Powerful hurricane Michael was nearing north Florida on Wednesday morning. Michael intensified rapidly to Category 4 on the Saffir-Simpson Scale during the overnight hours. At 8:00 a.m. EDT on Wednesday the center of Hurricane Michael was located at latitude 29.0°N and longitude 86.3°W which put it about 90 miles south-southwest of Panama City, Florida. Michael was moving toward the north at 13 m.p.h. (20 km/h). The maximum sustained wind speed was 145 m.p.h. (230 km/h) and there were wind gusts to 170 m.p.h. (275 km/h). The minimum surface pressure was 933 mb.
A Hurricane Warning was in effect for the portion of the coast from the Alabama-Florida border to Suwanee River, Florida. Tropical Storm Warnings were in effect for the portions of the coast from the Alabama-Florida border to the Alabama-Mississippi border and from Suwanee River to Chassahowitzka, Florida. A Tropical Storm Warning was in effect for the Atlantic Coast from Fernandina Beach, Florida to Surf City, North Carolina. Tropical Storm Watches were in effect for the portions of the coast from the Alabama-Mississippi border to the Mouth of the Pearl River and from Chassahowitzka to Anna Maria Island, Florida. A Tropical Storm Watch was also in effect from Surf City to Duck, North Carolina including Albemarle and Pamlico Sounds.

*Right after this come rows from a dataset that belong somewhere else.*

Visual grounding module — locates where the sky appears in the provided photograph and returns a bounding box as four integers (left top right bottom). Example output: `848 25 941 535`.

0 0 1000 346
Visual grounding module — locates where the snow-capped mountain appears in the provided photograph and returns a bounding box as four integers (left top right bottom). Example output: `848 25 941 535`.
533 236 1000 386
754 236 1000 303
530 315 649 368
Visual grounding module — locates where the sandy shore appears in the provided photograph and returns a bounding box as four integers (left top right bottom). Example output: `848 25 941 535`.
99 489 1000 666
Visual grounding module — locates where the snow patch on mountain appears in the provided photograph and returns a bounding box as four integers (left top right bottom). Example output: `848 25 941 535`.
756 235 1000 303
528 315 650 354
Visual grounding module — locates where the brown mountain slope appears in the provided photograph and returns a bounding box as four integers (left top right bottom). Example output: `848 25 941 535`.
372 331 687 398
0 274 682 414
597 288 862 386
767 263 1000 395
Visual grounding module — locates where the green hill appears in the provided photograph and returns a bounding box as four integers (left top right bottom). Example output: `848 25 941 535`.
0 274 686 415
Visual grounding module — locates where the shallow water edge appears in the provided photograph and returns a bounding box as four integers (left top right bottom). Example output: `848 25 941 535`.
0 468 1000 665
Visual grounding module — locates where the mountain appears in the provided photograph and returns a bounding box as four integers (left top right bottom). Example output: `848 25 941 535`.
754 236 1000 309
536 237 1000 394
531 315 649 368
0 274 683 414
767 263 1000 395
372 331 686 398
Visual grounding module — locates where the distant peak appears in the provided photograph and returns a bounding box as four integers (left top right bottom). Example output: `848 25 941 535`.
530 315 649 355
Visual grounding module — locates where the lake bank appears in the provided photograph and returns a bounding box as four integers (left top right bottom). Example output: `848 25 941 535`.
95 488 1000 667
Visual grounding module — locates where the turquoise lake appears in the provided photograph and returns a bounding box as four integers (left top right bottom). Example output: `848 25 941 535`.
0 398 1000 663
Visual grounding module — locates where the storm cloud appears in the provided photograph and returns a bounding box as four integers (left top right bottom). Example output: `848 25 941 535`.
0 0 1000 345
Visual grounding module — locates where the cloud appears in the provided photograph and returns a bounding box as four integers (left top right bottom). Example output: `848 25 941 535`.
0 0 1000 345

Hurricane Michael intensified rapidly during the past 12 hours. An eye with a diameter of 20 miles (32 km) is surrounded by a ring of strong thunderstorms. The strongest winds are occurring in that ring of storms. Storms near the core of Hurricane Michael are generating strong upper level divergence which is pumping large quantities of mass away from the hurricane. The removal of mass allowed the surface pressure to decrease rapidly to 933 mb.
Winds to hurricane force extend out about 45 m.p.h. (75 km/h) from the center of Hurricane Michael. Winds to tropical storm force extend out about 185 miles (290 km) from the center of circulation. The Hurricane Intensity Index (HII) for Hurricane Michael is 29.9. The Hurricane Size Index (HSI) is 16.1 and the Hurricane Wind Intensity Size Index (HWISI) is 46.0. Hurricane Michael is capable of causing regional significant damage.
Hurricane Michael is stronger than any other hurricane to hit north Florida in the historical record. Michael is similar in intensity to what Hurricane Charley was when Charley hit southwest Florida in 2004. Hurricane Michael is bigger than Charley was in 2004.
An upper level trough over the Central U.S. and a subtropical high pressure system over the western Atlantic Ocean are combining to steer Hurricane Michael toward the north. The trough will turn Michael toward the northeast when it reaches the coast. On its anticipated track Hurricane Michael will make landfall near Panama City and Port St. Joe, Florida in about six hours.
Hurricane Michael will bring destructive winds to the coast of north Florida. The strongest winds will be near the center and east of the center. Those winds will push water toward the coast and a storm surge of 10 to 15 feet (3 to 5 meters) will occur east of where the center of Michael makes landfall. The coast of the northeast Gulf of Mexico is very vulnerable to storm surges and significant damage will occur.
The center of Hurricane Michael will move between Dothan, Alabama and Tallahassee, Florida. It will pass near Albany, Georgia and then move south of Macon, Georgia. The center of Michael could move near Columbia, South Carolina and then it could exit the East Coast of the U.S. near Norfolk, Virginia.
Michael will bring hurricane force winds to northeast Florida, extreme southeast Alabama and southern Georgia. There will be widespread power outages. Winds to tropical storm force will occur in South Carolina and North Carolina. Hurricane Michael will drop locally heavy rain when it moves inland. The wind and rain will disrupt efforts to recover from the effects of Hurricane Florence in South Carolina and North Carolina.